To underline our customer-centricity, I created a new title for myself – Director of Customer Experience – that was, at the time, the only such title in the Ontario wine industry. (It’s been copied since – but imitation is the sincerest form of flattery!) 

In the beginning.

My career in public relations and communications started shortly after I moved to Toronto from Montreal and found a job working with the Public Relations Manager of CAA Toronto. She encouraged me to pursue an education in PR, first at Humber College and later I received my certificate from the University of Toronto for a program endorsed by the Canadian Public Relations Society.

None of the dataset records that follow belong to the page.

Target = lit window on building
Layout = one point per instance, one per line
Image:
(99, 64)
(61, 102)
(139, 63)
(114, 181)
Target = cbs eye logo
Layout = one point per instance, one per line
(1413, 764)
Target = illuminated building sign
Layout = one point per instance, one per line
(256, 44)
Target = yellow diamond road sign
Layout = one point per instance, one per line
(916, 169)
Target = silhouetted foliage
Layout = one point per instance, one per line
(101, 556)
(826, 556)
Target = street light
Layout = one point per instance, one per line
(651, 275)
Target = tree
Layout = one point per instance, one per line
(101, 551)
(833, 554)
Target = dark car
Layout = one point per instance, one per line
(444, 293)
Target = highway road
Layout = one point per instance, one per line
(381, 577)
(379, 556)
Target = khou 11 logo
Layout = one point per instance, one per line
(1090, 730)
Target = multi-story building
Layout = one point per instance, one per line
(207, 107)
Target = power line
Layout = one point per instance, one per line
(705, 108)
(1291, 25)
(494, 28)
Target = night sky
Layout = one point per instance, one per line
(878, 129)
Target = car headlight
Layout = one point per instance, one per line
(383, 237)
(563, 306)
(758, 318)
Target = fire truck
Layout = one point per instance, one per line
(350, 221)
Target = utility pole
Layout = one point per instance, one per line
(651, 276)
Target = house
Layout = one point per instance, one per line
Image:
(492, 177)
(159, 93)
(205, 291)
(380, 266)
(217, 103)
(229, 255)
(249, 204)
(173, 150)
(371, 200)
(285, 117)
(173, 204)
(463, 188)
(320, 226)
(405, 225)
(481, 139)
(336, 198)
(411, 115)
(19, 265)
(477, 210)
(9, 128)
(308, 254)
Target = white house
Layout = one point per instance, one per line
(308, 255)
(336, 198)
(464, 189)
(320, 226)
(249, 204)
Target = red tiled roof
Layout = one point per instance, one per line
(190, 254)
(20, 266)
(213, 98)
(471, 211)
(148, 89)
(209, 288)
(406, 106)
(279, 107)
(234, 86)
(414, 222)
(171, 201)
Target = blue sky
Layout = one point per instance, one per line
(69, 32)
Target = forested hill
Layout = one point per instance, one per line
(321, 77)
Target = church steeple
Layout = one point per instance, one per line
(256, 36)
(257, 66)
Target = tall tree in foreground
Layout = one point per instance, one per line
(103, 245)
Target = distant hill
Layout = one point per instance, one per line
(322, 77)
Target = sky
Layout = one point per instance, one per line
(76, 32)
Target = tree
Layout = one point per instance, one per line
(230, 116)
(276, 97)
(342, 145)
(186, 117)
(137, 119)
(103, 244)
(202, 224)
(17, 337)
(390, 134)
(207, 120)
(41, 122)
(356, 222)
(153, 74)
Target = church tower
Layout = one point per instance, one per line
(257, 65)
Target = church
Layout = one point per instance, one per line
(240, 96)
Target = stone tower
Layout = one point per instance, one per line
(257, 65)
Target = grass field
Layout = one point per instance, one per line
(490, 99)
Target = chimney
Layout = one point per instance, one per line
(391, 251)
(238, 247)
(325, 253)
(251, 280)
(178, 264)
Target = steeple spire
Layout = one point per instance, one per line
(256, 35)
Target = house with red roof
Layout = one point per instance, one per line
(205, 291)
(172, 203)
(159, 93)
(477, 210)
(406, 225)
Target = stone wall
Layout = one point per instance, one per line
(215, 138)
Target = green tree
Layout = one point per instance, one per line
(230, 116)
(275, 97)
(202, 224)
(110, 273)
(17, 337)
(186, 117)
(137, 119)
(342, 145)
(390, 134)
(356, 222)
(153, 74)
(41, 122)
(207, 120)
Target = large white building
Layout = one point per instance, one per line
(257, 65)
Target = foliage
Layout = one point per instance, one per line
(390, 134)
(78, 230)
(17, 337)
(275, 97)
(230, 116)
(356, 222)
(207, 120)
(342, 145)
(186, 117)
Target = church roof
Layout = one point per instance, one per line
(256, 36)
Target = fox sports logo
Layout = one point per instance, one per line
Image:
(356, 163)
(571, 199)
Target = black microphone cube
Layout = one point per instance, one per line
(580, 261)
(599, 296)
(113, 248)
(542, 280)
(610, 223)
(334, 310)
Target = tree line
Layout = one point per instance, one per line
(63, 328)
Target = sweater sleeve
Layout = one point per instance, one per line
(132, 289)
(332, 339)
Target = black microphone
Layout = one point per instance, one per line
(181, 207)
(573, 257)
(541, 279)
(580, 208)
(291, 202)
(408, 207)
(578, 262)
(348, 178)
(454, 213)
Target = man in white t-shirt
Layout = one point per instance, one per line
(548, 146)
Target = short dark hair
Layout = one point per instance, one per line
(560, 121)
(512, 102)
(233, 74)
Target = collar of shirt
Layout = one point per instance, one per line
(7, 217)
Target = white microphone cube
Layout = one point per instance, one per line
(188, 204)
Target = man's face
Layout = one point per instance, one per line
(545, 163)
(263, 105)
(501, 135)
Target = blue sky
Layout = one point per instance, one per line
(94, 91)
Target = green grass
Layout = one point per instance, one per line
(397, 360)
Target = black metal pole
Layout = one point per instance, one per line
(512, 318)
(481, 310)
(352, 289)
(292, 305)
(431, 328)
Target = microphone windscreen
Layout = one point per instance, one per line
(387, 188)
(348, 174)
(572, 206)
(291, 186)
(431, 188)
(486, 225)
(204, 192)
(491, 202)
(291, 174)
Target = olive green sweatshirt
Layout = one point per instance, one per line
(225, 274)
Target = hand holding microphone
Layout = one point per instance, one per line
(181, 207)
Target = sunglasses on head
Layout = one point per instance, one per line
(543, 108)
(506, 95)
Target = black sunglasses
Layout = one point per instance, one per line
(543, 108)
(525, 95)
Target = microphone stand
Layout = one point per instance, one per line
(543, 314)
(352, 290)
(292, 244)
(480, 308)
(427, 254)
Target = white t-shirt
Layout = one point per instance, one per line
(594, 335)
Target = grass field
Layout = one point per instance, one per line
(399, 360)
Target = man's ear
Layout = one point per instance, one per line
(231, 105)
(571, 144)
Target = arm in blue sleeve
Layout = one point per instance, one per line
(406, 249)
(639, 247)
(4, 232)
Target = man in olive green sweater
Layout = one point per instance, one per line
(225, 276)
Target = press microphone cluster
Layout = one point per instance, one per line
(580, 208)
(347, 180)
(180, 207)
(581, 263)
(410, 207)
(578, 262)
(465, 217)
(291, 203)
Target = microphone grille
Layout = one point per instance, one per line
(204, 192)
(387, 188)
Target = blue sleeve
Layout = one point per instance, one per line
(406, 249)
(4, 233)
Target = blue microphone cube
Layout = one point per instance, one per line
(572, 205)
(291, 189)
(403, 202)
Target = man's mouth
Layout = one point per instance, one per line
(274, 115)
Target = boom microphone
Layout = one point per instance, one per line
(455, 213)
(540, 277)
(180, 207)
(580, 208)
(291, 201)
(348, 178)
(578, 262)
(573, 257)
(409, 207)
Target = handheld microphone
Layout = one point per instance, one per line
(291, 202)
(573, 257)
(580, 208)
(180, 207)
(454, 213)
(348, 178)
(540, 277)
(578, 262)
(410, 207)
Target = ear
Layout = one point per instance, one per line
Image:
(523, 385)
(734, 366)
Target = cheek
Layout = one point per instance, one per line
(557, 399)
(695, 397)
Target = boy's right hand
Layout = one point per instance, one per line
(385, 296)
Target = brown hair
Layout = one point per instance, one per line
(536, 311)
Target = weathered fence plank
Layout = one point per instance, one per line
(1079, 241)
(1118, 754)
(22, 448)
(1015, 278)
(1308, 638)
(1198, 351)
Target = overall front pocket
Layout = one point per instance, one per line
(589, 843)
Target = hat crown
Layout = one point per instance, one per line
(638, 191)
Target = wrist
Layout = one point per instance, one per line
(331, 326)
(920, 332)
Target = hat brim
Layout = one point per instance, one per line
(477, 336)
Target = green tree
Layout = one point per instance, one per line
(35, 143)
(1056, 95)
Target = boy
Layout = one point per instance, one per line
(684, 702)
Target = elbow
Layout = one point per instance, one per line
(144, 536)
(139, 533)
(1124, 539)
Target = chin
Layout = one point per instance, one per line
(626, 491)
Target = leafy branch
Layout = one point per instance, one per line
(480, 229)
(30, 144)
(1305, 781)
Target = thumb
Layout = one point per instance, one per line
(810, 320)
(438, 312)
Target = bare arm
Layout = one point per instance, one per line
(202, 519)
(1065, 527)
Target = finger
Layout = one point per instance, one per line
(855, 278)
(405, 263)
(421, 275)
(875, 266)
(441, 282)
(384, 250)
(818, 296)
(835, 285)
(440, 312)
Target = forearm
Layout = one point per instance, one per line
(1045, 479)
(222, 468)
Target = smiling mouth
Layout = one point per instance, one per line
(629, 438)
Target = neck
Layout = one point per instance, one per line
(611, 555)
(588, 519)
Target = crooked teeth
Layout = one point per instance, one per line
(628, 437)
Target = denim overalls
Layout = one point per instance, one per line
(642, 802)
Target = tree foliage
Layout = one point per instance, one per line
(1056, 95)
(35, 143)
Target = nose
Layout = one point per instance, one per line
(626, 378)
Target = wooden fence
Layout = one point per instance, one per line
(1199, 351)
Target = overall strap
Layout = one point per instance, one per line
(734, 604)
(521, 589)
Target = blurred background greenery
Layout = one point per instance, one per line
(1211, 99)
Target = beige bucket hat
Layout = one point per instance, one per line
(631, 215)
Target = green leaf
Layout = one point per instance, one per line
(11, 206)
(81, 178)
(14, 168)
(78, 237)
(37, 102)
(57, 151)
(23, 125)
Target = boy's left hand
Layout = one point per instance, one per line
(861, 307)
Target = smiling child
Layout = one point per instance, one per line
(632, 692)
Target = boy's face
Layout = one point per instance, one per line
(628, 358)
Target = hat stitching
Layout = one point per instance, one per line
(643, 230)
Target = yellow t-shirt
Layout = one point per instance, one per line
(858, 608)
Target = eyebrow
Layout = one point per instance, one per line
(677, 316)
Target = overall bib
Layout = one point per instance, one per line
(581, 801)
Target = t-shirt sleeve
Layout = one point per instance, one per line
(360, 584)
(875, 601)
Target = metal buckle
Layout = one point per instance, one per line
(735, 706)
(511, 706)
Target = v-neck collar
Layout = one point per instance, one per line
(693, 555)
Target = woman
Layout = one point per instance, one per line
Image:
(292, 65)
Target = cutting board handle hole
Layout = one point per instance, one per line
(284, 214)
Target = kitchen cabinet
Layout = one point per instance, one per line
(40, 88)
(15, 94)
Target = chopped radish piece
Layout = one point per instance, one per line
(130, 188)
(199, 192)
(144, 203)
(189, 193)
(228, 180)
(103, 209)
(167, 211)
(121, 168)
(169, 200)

A subsequent move brought me to Niagara and within a couple of years, an eventual return to PR and communications, this time at the Ontario Paper Company (later to become QUNO). I took on a variety of assignments within the Human Resources Department at Ontario Paper, and was ultimately tapped to become the Communications Coordinator for a very exciting project when the company went public in 1992.  We launched a new name and brand for a company operating in two languages, in two provinces.  We also undertook the rigours of shareholder relations including financial annual reporting. I created a database to handle all financial mailings. As a two-person corporate communications team, my boss and I also offered communications consulting to company departments on topics from paper recycling to tree-planting to a new employee benefits plan. Variety is the spice of life!

After my boss’s retirement, I was also in the unenviable but important position of presiding over the financial and employee communications during a corporate takeover and subsequent lay-offs. I was encouraged to take a position in the new head office in Montreal but chose to stay in Niagara. The resulting package was the key that allowed me to reinvent myself, and move into the wine industry.